Stable Diffusion and Chat GPT and Logistic Regression

For a long time I have had this shibboleth on whether someone is a “statistics person or a machine learning person”. It is based on what they call regressions where the dependent variable is binary. Statisticians simply call it “logit” (there is also a “probit“).

Now, in terms of implementation as well, there is one big difference between the way “logit” is modelled versus “logistic regression”. For a logit model (if you are using python, you need to use the “statsmodels” package for this, not scikit learn), the number of observations needs to far exceed the number of independent variables.

Else, a matrix that needs to be inverted as part of the solution will turn out to be singular, and there will be no solution. I guess I betrayed my greater background in statistics than in Machine Learning when, in 2018, I wrote this blogpost on machine learning being a “process to tie down coefficients in maths models“.

For “logistic regression” (as opposed to “logit”) puts no such constraint – on the regression matrix being invertible. Instead of actually inverting the matrix, machine learning approaches simply focus on learning the terms of the inverted matrix using gradient descent (basically the opposite of hill climbing), so mathematical inconveniences such as matrices that cannot be inverted are moot there.

And so you have logistic regression models with thousands of variables, often calibrated with a fewer number of data points. To be honest, I can’t understand this fully – without sufficient information (data points) to calibrate the coefficients, there will always be a sense of randomness in the output. The model has too many degrees of freedom, and so there is additional information the model is supplying (apart from what was supplied in the training data!).

Of late I have been playing a fair bit with generative AI (primarily ChatGPT and Stable Diffusion). The other day, my daughter and I were alone in my in-laws’ house, and I told her “look I’ve brought my personal laptop along, if you want we can play with it”. And she had demanded that she “play with stable diffusion”. This is the image she got for “tiger chasing deer”.

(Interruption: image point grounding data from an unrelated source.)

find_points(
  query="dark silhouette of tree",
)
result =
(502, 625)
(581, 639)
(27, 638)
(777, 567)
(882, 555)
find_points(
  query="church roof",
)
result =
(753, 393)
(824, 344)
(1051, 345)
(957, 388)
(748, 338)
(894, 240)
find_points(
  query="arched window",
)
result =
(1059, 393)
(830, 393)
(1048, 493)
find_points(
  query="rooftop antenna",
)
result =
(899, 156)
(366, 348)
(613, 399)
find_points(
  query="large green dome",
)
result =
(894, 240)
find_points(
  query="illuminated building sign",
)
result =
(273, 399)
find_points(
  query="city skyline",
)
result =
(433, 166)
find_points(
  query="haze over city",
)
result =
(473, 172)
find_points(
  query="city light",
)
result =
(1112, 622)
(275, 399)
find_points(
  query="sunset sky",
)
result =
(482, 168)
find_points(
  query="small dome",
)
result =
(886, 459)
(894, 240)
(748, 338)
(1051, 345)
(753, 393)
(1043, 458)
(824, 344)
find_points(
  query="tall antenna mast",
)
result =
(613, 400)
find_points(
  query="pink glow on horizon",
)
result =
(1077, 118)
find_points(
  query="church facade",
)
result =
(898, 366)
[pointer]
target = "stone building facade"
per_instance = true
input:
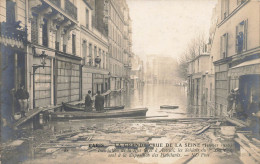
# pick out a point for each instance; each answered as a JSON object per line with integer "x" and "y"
{"x": 59, "y": 49}
{"x": 236, "y": 51}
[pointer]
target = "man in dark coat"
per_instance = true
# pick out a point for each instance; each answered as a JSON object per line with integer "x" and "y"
{"x": 230, "y": 99}
{"x": 22, "y": 96}
{"x": 99, "y": 102}
{"x": 88, "y": 102}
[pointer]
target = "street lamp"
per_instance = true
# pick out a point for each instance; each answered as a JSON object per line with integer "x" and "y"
{"x": 43, "y": 57}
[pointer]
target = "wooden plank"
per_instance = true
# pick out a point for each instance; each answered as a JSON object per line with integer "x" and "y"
{"x": 252, "y": 153}
{"x": 242, "y": 137}
{"x": 236, "y": 122}
{"x": 256, "y": 140}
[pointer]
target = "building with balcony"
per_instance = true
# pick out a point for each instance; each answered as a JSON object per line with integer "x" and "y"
{"x": 197, "y": 87}
{"x": 52, "y": 28}
{"x": 161, "y": 70}
{"x": 58, "y": 55}
{"x": 137, "y": 73}
{"x": 235, "y": 52}
{"x": 13, "y": 42}
{"x": 94, "y": 52}
{"x": 112, "y": 19}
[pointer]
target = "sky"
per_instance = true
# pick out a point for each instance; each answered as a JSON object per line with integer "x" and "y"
{"x": 165, "y": 27}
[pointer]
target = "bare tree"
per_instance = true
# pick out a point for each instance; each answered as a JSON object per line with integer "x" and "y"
{"x": 193, "y": 49}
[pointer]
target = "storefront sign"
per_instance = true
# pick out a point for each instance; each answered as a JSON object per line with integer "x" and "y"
{"x": 246, "y": 70}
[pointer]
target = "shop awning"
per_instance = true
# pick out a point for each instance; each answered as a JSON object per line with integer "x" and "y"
{"x": 245, "y": 68}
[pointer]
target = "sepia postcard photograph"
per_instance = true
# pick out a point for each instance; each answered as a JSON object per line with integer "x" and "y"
{"x": 130, "y": 81}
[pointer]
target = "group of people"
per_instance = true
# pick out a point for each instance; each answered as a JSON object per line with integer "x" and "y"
{"x": 99, "y": 102}
{"x": 237, "y": 105}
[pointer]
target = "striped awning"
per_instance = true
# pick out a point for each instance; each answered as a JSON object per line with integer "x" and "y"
{"x": 245, "y": 68}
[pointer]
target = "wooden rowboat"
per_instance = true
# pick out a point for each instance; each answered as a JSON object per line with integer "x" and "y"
{"x": 168, "y": 107}
{"x": 69, "y": 107}
{"x": 103, "y": 114}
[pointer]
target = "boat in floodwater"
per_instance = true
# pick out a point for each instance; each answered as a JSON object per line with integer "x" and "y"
{"x": 168, "y": 107}
{"x": 99, "y": 114}
{"x": 81, "y": 107}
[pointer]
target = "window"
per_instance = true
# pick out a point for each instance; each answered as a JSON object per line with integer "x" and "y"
{"x": 224, "y": 45}
{"x": 241, "y": 36}
{"x": 87, "y": 18}
{"x": 84, "y": 49}
{"x": 224, "y": 8}
{"x": 73, "y": 44}
{"x": 34, "y": 30}
{"x": 10, "y": 12}
{"x": 95, "y": 52}
{"x": 239, "y": 2}
{"x": 90, "y": 54}
{"x": 210, "y": 92}
{"x": 45, "y": 33}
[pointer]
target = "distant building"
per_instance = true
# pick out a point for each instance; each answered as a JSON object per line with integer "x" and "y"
{"x": 137, "y": 72}
{"x": 236, "y": 52}
{"x": 161, "y": 70}
{"x": 197, "y": 78}
{"x": 60, "y": 49}
{"x": 111, "y": 17}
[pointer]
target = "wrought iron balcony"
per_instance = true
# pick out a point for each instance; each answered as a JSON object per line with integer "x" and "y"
{"x": 57, "y": 46}
{"x": 64, "y": 48}
{"x": 71, "y": 9}
{"x": 56, "y": 2}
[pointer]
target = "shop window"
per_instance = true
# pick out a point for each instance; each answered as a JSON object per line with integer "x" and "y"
{"x": 90, "y": 54}
{"x": 84, "y": 49}
{"x": 10, "y": 12}
{"x": 73, "y": 44}
{"x": 224, "y": 45}
{"x": 239, "y": 2}
{"x": 224, "y": 8}
{"x": 34, "y": 29}
{"x": 87, "y": 18}
{"x": 241, "y": 36}
{"x": 45, "y": 33}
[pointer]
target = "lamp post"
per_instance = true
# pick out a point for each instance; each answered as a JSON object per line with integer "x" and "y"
{"x": 43, "y": 57}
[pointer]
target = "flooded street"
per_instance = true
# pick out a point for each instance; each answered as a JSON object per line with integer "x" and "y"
{"x": 168, "y": 135}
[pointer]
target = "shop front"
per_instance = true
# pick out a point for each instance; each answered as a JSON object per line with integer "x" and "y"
{"x": 245, "y": 77}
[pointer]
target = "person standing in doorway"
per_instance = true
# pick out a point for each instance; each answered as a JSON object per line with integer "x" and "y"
{"x": 99, "y": 102}
{"x": 230, "y": 99}
{"x": 88, "y": 101}
{"x": 22, "y": 96}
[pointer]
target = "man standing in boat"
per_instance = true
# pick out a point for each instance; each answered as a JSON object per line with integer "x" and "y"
{"x": 99, "y": 102}
{"x": 88, "y": 101}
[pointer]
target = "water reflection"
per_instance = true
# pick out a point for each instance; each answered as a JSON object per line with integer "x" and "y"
{"x": 153, "y": 96}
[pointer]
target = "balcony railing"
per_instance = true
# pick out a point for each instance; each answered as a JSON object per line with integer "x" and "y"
{"x": 57, "y": 46}
{"x": 56, "y": 2}
{"x": 71, "y": 9}
{"x": 94, "y": 21}
{"x": 64, "y": 48}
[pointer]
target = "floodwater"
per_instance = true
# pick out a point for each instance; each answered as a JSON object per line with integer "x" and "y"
{"x": 103, "y": 140}
{"x": 152, "y": 97}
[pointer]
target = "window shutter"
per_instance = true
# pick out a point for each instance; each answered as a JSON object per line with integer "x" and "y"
{"x": 221, "y": 46}
{"x": 245, "y": 34}
{"x": 226, "y": 48}
{"x": 236, "y": 43}
{"x": 10, "y": 11}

I have written earlier here about how the likes of ChatGPT and Stable Diffusion in a way redefine “information content“.

 

And if you think about it, almost by definition, “generative AI” creates information (and hallucinates, like in the above pic). Traditionally speaking, a “picture is worth a thousand words”, but if you can generate a picture with just a few words of prompt, the information content in it is far less than a thousand words.

In some sense, this reminds me of “logistic regression” once again. By definition (because it is generative), there is insufficient “tying down of coefficients”, because of which the AI inevitably ends up “adding value of its own”, which by definition is random.

So, you will end up getting arbitrary results. ChatGPT often gives you wrong answers to questions. Dall-E and Midjourney and Stable Diffusion will return nonsense images such as the above. Because a “generative AI” needs to create information, by definition, all the coefficients of the model cannot be well calibrated. 

And the consequence of this is that however good these AIs get, however much data is used to train them, there will always be an element of randomness to them. There will always be test cases where they give funny results.

No, AGI is not here yet.

Why AI will always be biased

Out on Marginal Revolution, Alex Tabarrok has an excellent post on why “sexism and racism will never diminish“, even when people on the whole become less sexist and racist. The basic idea is that there is always a frontier – even when we all become less sexist or racist, there will be people who will  be more sexist or racist than the others and they will get called out as extremists.

To quote a paper that Tabarrok has quoted (I would’ve used a double block-quote for this if WordPress allowed it):

…When blue dots became rare, purple dots began to look blue; when threatening faces became rare, neutral faces began to appear threatening; and when unethical research proposals became rare, ambiguous research proposals began to seem unethical. This happened even when the change in the prevalence of instances was abrupt, even when participants were explicitly told that the prevalence of instances would change, and even when participants were instructed and paid to ignore these changes.

Elsewhere, Kaiser Fung has a nice post on some of his learnings from a recent conference on Artificial Intelligence that he attended. The entire post is good, and I’ll probably comment on it in detail in my next newsletter, but there is one part that reminded me of Tabarrok’s post – on bias in AI.

Quoting Fung (no, this is not a two-level quote. it’s from his blog post):

Another moment of the day is when one speaker turned to the conference organizer and said “It’s become obvious that we need to have a bias seminar. Have a single day focused on talking about bias in AI.” That was his reaction to yet another question from the audience about “how to eliminate bias from AI”.

As a statistician, I was curious to hear of the earnest belief that bias can be eliminated from AI. Food for thought: let’s say an algorithm is found to use race as a predictor and therefore it is racially biased. On discovering this bias, you remove the race data from the equation. But if you look at the differential impact on racial groups, it will still exhibit bias. That’s because most useful variables – like income, education, occupation, religion, what you do, who you know – are correlated with race.

This is exactly like what Tabarrok mentioned about humans being extremist in whatever way. You take out the most obvious biases, and the next level of biases will stand out. And so on ad infinatum.